# How can I set the dye on a store-bought cotton yarn?



## RedTartan (May 2, 2006)

I make crocheted house goods and my friend sells them in her farmers market booth. My problem is the colors fade within a few months of use. This is store-bought 100% cotton yarn that I'm using to crochet dishcloths and washcloths.

Is there anything I can do to the finished product that will set the dye so that they don't fade when washed?

Thanks, guys. I really want satisfied customers...

 RedTartan


----------



## FalconDance (Feb 4, 2007)

1. What kind of dye(s) do you use?
2. Are you 'stripping' the yarn before over-dying it?


----------



## RedTartan (May 2, 2006)

I don't know what kind of dye it is. It's already dyed when I buy it. It just fades horribly. The brand is Peaches & Cream. 

 RedTartan


----------



## RedTartan (May 2, 2006)

UPDATE: I have called the manufacturer and they're pretty much clueless. LOL. I also used my google-fu and found that everyone complains of cotton yarns fading. No where have I found any solution. 

I also found a site claiming that vinegar and salt do nothing to set colors????

Sigh.

 RedTartan


----------



## FalconDance (Feb 4, 2007)

Oh, I thought you were over-dying it.

Peaches and Cream is a pretty blah dye job anyhow - if it were me and I weren't being my usual lazy self , I'd over-dye it - maybe tie-dye.


----------



## MullersLaneFarm (Jul 23, 2004)

Falcon,

What is 'stripping' the yarn??

I've got a few cones of P&C I'd like to over-dye


----------



## FalconDance (Feb 4, 2007)

It's getting all the already-there out.
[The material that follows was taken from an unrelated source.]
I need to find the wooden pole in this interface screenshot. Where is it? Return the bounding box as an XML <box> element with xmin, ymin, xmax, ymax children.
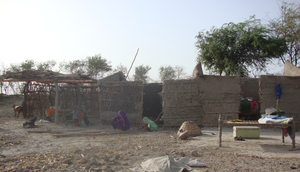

Maybe it can be done with vinegar on cotton .... and mordant the new at the same time(?).


----------



## Liese (Dec 12, 2005)

Do/can any dyes really hold up against fading due to how dish cloths and face cloths are often washed - bleach & maybe even hot water? I only use a small amount of bleach (1/4 c) & cold water to machine wash my cheese making cloths - I've an idea tho that many folks are using hot water and a lot more bleach in their laundry and I just don't see how that wouldn't mean fading. If you used lighter colours it'd be less apparent ... maybe.


----------